The Belling-Lee connector (also type 9,52, but largely only in the context of its specification, IEC 61169, Part 2: Radio-frequency coaxial connector of type 9,52) is commonly used in Europe, parts of Southeast Asia, and Australia, to connect coaxial cables with each other and with terrestrial VHF/UHF roof antennas, antenna signal amplifiers, CATV distribution equipment, TV sets, and FM and DAB radio receivers. In these countries, it is known colloquially as an aerial connector, IEC connector, PAL connector, or simply as a TV aerial connector. It is one of the oldest coaxial connectors still commonly used in consumer devices. For television signals, the convention is that the source has a male connector and the receptor has a female connector. For FM radio signals, the convention is that the source has a female connector and the receptor has a male connector. This is more or less universally adopted with TV signals, while it is not uncommon for FM radio receivers to deviate from this, especially FM radio receivers from companies not based in the areas that use this kind of connector.

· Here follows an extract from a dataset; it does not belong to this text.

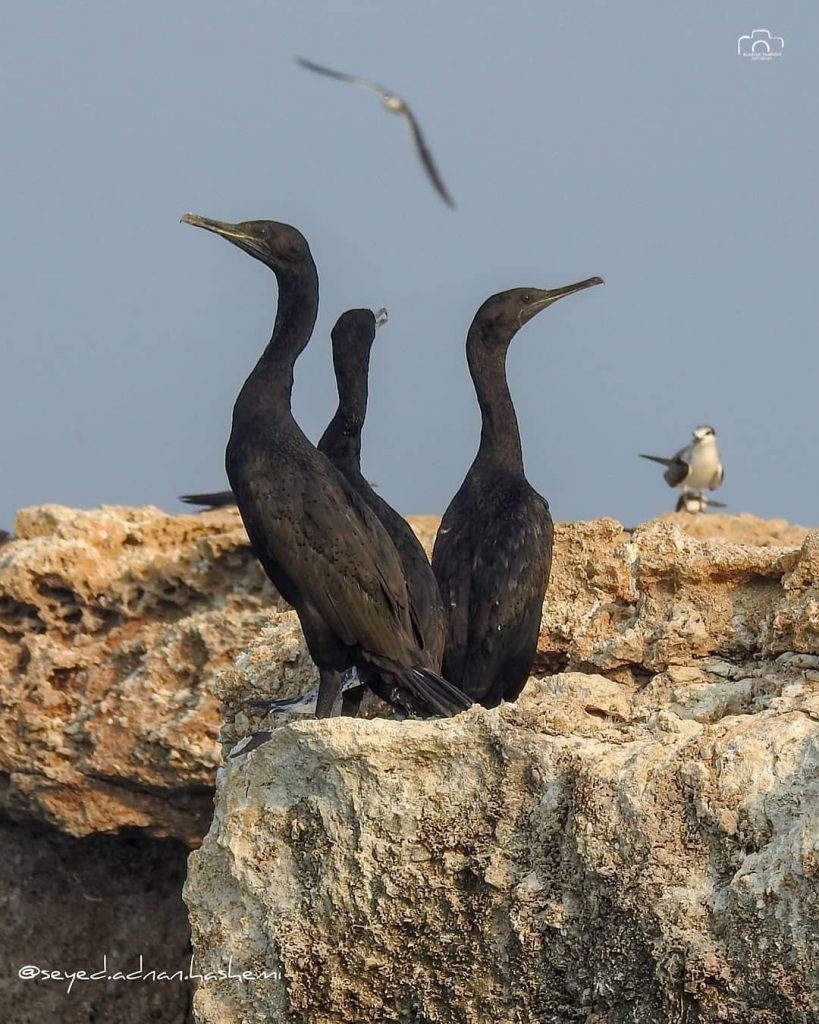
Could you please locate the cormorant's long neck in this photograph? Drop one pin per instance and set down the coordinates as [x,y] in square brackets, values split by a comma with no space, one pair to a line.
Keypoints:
[341,442]
[270,383]
[500,437]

It was invented at Belling & Lee Ltd in Enfield, United Kingdom (Note: The Belling-Lee company was also known for its 4 mm low-voltage plugs and sockets (similar to banana connectors but much shorter, with transverse leaf-spring contacts), also fuse-, indicator lamp-, and battery holders) around 1922 at the time of the first BBC broadcasts. Originally intended for use only at MF frequencies (up to 1.6 MHz) when adopted for television they were used for frequencies as high as 957 MHz. Belling Lee Limited still exists as a wholly owned subsidiary of Dialight, since 1992.

In type 9,52, the 9,52, in French SI style, refers to the 9.525 mm male external and female internal connector body diameter.

In their most common form the connectors just slide together. There is, however, also a screw-coupled variant which is specified to have an M14×1 thread.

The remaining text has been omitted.